JP Morgan: Maintains a neutral stance on Greek stocks – The ‘weapons’ that will support the bull case in Greece
Her Eleftherias Kourtali
JP Morgan maintains a neutral stance on Greek stocks in the markets of Central and Eastern Europe, the Middle East and Africa (CEEMEA), but expects a 30% jump in earnings per share of Greek listed companies this year, which is the second best performance in Greece. eurozone after 38% of Portugal.
According to the American bank from the CEEMEA region, investors should prefer the “value” sectors, ie banks, energy and raw materials, be underweight in stocks and growth sectors, such as technology and maintain a neutral stance on basic consumer goods and luxury goods, industry and telecommunications. From the markets of the region, JP Moran maintains an overweight position only in the market of Saudi Arabia, while it is underweight in South Africa and neutral in Greece, Turkey, Czech Republic, Poland and Hungary.
For the Greek market in particular, he states that the positive for the shares, which will support the bull case, is the fact that some Greek banks will record ROE equity returns of more than 10%, while Greece also benefits from the fact that belongs to the Eurozone and will receive strong support from the funds of the Recovery Fund that have begun to flow. In addition, as JP Morgan points out, Greek stock valuations are low.
On the negative side, the fact that the increase in profitability in the long run is a significant challenge for Greek listed companies. However, it predicts an increase in earnings per share (EPS) this year of 30%, 17% increase in 2023 and 18% in 2024. The current dividend yield of the Greek market is placed at 2.3% and at a 12-month level at 3.8% , while the p / e index at 14.1x and the price index to book value p / b at 1x. Regarding the course of the Greek economy, JP Morgan estimates that growth this year will move to 3.2% and will be maintained at the same levels in 2023.
At the same time, JP Moran is positive for the markets of the Eurozone region, as although it is optimistic about the course of all the markets in the region, it prefers the region, to which Greece belongs, from the core markets. It acknowledges that its positive stance on the eurozone is unlikely to work as long as the Russia-Ukraine war continues, but believes that in the long run the eurozone looks attractive.

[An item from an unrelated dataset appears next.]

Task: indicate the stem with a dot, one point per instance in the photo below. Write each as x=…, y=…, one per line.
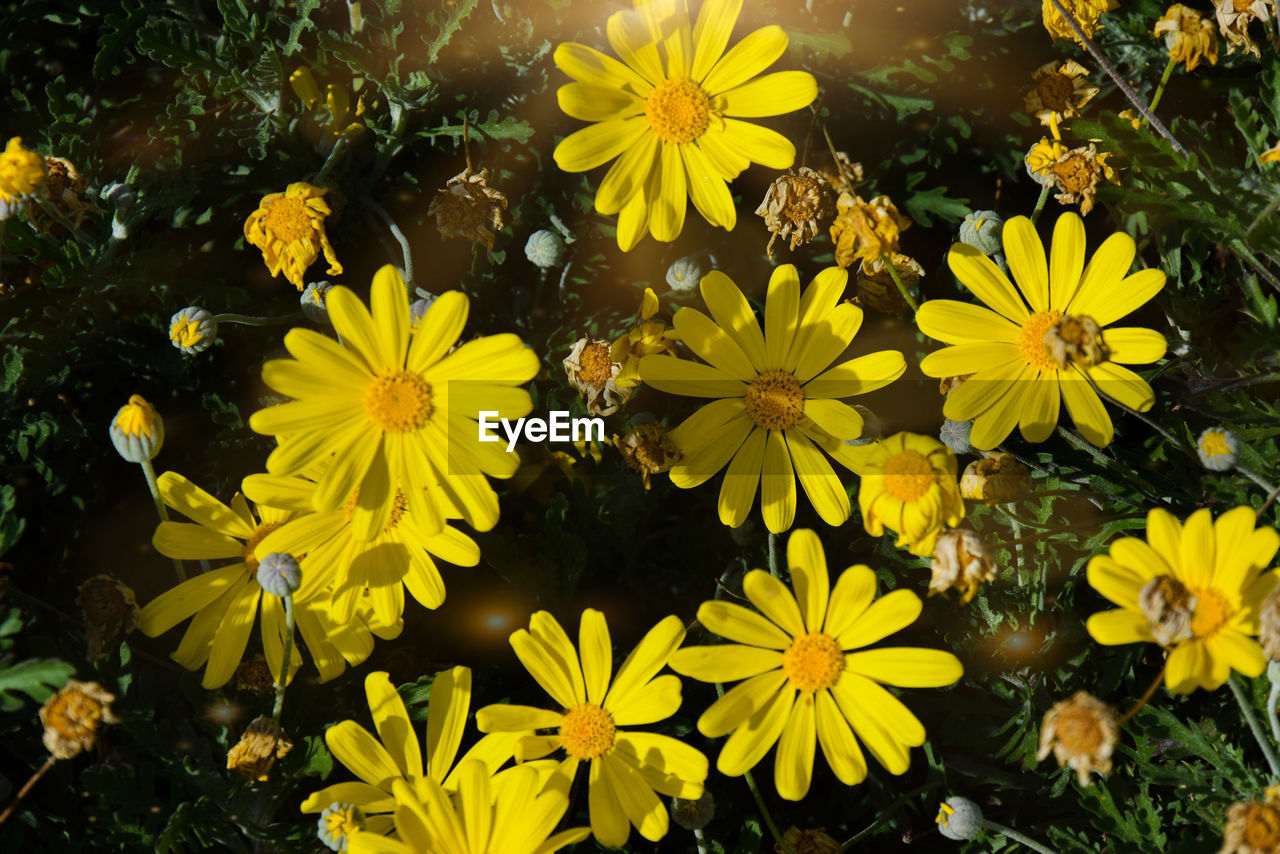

In the relevant P / E measurement, the Eurozone is trading not far from a record discount to the US, which was last observed in the worst period of the Eurozone debt crisis. The Eurozone scenario, he points out, looks very encouraging in terms of vaccinations, the underlying growth rate until the geopolitical crisis hits and the level of political support.
In addition, the Recovery Fund has been implemented and the labor market is strong, with new low unemployment rates. If real interest rates rise, this would be a relative positive wind for the region, as well as a turning point for the better in China.

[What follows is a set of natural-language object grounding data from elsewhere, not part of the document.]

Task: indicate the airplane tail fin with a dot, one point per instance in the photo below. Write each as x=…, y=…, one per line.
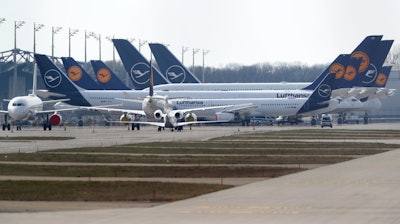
x=371, y=71
x=364, y=50
x=321, y=95
x=170, y=66
x=78, y=75
x=106, y=79
x=136, y=65
x=57, y=82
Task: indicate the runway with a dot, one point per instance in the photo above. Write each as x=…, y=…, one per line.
x=363, y=190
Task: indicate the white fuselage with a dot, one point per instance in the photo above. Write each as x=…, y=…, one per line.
x=24, y=107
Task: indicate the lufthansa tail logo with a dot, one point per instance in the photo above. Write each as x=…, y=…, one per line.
x=52, y=78
x=324, y=90
x=364, y=60
x=139, y=73
x=176, y=74
x=103, y=75
x=351, y=73
x=338, y=70
x=381, y=79
x=75, y=73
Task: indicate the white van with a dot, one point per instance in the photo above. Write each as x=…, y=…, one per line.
x=326, y=120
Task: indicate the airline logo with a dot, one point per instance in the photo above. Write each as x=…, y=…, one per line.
x=381, y=79
x=371, y=73
x=324, y=90
x=175, y=74
x=75, y=73
x=338, y=70
x=364, y=60
x=52, y=78
x=139, y=73
x=350, y=73
x=103, y=75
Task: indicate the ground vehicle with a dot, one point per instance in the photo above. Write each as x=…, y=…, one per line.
x=256, y=121
x=326, y=120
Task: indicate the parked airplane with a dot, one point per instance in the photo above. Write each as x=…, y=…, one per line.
x=78, y=75
x=136, y=65
x=21, y=108
x=106, y=79
x=271, y=106
x=168, y=62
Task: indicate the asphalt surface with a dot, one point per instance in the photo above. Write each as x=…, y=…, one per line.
x=363, y=190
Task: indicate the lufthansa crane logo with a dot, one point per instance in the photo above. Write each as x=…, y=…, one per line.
x=381, y=79
x=175, y=74
x=52, y=78
x=324, y=90
x=364, y=60
x=338, y=70
x=103, y=75
x=350, y=73
x=75, y=73
x=140, y=73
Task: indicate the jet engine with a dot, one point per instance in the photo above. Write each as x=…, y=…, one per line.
x=125, y=118
x=158, y=114
x=190, y=117
x=178, y=115
x=55, y=119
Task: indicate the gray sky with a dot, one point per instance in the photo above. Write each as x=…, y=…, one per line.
x=244, y=32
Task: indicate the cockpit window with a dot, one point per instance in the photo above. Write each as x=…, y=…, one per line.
x=18, y=104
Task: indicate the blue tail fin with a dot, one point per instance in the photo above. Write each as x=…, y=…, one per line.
x=78, y=75
x=366, y=47
x=370, y=71
x=170, y=66
x=383, y=77
x=57, y=81
x=136, y=65
x=321, y=95
x=106, y=79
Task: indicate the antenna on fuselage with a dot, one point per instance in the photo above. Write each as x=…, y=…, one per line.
x=34, y=85
x=151, y=91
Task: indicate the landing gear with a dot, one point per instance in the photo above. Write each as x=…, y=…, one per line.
x=6, y=125
x=137, y=126
x=46, y=124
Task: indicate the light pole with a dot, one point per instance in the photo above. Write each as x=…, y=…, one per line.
x=72, y=32
x=184, y=49
x=204, y=53
x=54, y=30
x=110, y=39
x=36, y=27
x=17, y=25
x=141, y=43
x=195, y=50
x=87, y=35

Within the Eurozone, JP Morgan prefers domestic plays to shares of exporting companies and the core region – the region will benefit significantly, he said, from the EU Recovery Fund, which has already been implemented.

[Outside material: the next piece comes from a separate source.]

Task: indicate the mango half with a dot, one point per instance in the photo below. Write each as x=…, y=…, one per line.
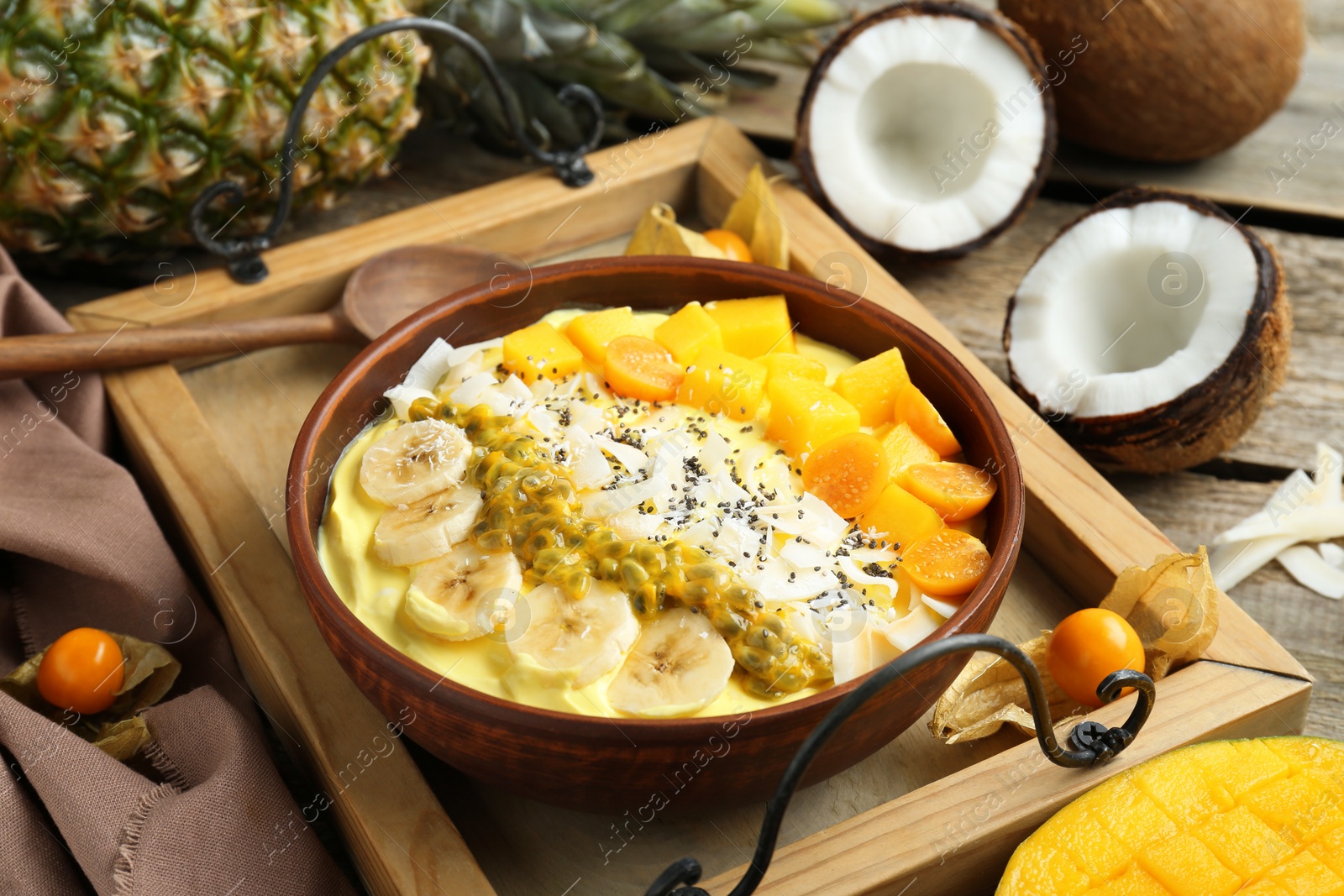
x=1252, y=817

The JPM’s view remains that the recession is unlikely, even in the eurozone, which is most affected by the war in Ukraine, with growth set at 3.1% this year.
At the same time, it maintains a neutral stance on the US due to very high valuations and estimates that it will have the worst returns if the technology industry’s underperformance continues, although the US remains a safe haven for investment amid extreme geopolitical uncertainty.